There were limitations in our study. This study represents retrospective data. Our population consists only of patients referred for VFA or osteoporosis. Data should be interpreted cautiously when dealing with other patient groups. Patients were screened for VFA and osteoporosis, and laboratory data relevant for cardiovascular risk (e.g. low-density lipoprotein (LDL) and high-density lipoprotein (HDL) serum levels) were not available for all subjects. Moreover, further relevant variables such as blood pressure, medications, and condition of blood pressure control in hypertensive subjects were lacking in our study. Further studies for other ethnic groups, applying cardiovascular risk prediction systems, and designing cohorts with younger groups, might be needed to obtain a better understanding of the predictive value of AAC measurements. Moreover, investigations comprising more subjects and a longer follow-up period are thus needed. Some other studies (Citation5,Citation11,Citation23) showed a higher percentage AAC in their population than the 6% found in our study.

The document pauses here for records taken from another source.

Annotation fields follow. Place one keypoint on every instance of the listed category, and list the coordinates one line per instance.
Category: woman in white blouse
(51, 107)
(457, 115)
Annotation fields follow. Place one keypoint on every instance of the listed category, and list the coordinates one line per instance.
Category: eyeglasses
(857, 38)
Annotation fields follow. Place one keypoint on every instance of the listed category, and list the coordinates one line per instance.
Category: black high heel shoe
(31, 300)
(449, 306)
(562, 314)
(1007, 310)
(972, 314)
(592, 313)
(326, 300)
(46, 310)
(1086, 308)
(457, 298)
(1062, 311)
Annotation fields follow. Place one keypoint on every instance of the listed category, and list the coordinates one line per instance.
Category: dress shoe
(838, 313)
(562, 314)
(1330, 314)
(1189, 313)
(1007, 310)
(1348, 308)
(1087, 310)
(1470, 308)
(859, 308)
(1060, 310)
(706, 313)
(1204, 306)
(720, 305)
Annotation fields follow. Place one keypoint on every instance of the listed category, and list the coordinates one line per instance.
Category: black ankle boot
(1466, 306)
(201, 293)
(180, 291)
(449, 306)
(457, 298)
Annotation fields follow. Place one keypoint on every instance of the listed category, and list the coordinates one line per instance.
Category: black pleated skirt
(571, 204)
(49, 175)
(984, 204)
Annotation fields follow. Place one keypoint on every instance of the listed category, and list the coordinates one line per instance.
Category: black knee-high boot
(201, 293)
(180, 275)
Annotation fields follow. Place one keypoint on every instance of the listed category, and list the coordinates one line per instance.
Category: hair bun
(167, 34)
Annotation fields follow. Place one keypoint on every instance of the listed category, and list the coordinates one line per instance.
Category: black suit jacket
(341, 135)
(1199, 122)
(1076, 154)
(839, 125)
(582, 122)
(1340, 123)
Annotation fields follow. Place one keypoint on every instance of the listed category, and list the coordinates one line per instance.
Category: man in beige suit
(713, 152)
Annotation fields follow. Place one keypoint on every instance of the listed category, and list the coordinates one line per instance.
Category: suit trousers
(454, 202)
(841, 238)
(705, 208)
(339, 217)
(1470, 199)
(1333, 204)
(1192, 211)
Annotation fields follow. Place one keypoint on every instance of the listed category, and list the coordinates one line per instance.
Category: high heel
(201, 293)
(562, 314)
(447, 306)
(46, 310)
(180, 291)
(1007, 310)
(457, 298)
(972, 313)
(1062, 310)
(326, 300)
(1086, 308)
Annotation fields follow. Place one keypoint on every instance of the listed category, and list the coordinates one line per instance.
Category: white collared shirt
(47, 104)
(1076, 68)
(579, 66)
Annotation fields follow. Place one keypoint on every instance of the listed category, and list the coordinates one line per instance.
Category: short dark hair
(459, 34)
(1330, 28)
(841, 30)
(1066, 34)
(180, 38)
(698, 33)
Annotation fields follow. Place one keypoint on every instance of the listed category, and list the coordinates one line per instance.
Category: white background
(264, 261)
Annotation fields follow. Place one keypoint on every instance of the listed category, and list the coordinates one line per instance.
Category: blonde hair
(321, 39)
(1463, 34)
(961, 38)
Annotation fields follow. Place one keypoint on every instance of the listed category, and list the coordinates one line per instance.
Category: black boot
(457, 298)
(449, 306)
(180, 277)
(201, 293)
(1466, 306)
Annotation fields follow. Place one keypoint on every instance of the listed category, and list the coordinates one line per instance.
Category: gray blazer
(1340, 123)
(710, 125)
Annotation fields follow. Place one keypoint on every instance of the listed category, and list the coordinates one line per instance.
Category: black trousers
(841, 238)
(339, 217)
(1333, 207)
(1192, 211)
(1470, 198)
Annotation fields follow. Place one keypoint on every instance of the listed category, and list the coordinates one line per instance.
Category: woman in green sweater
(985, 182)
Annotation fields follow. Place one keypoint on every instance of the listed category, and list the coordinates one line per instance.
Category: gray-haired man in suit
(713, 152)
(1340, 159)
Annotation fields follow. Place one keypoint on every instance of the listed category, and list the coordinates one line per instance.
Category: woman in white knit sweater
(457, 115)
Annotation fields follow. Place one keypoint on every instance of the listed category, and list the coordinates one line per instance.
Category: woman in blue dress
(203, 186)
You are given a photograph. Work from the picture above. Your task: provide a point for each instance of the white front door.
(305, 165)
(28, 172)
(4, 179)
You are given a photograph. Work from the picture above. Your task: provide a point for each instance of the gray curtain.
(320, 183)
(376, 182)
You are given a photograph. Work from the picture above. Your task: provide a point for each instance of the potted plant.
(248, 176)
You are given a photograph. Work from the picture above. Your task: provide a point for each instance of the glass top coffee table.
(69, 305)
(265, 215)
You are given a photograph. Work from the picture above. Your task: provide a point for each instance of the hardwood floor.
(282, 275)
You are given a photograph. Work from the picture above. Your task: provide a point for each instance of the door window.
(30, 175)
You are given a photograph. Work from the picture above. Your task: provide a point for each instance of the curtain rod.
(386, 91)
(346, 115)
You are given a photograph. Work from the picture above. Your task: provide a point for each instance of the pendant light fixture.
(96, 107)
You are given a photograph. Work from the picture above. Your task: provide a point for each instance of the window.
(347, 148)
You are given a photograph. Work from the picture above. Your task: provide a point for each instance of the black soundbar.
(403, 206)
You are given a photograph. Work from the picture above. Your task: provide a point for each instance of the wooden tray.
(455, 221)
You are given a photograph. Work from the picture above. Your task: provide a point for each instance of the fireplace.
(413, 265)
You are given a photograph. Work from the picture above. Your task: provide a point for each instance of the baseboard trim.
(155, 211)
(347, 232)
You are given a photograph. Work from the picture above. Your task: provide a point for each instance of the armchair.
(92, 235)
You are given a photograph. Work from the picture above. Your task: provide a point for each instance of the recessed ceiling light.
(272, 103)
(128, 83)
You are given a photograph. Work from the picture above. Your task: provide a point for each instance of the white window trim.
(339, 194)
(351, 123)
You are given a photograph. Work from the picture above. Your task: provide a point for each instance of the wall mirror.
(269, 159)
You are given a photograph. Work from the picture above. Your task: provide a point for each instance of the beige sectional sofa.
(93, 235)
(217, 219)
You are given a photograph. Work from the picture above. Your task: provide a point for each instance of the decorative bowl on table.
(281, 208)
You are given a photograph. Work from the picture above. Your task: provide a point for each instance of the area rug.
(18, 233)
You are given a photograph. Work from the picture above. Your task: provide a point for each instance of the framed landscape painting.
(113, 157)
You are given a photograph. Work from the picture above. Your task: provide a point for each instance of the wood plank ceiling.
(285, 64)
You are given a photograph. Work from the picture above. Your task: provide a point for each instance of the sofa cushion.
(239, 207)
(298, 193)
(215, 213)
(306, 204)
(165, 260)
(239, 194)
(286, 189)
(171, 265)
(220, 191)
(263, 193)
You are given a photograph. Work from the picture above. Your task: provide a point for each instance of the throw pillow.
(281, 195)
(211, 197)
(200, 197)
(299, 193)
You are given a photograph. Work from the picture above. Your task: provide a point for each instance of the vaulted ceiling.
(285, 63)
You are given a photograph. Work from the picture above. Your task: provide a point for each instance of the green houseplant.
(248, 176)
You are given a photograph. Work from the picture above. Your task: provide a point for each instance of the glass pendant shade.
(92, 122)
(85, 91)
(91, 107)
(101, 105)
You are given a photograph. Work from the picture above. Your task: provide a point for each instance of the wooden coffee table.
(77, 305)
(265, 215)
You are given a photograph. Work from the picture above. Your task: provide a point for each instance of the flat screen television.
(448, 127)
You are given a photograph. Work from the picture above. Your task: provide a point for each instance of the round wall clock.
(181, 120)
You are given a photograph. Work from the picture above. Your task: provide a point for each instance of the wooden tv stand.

However, our study comprised a younger population (52.8 years versus 60.7 years (Citation11), 69 years (Citation5), and 80 years (Citation23)) and patients without increased risk of cardiovascular disorders, which explains partly the lower detection rate for AAC.

In conclusion, AAC assessed by VFA can predict non-fatal or fatal cardiovascular events among elderly men and women. This finding is independent of conventional risk factors for cardiovascular disease. The routine use of DEXA and VFA for osteoporosis and vertebral fracture screening contributes to a one-stop-shop session with low costs, low radiation burden, and a fast accessible way of risk stratifying for cardiovascular events. Prospective large cohort studies with sequential measurements are needed to further extend these findings to the general population

Declaration of interest: R. Golestani's work is funded by Siemens. The other authors declare no conflicts of interest.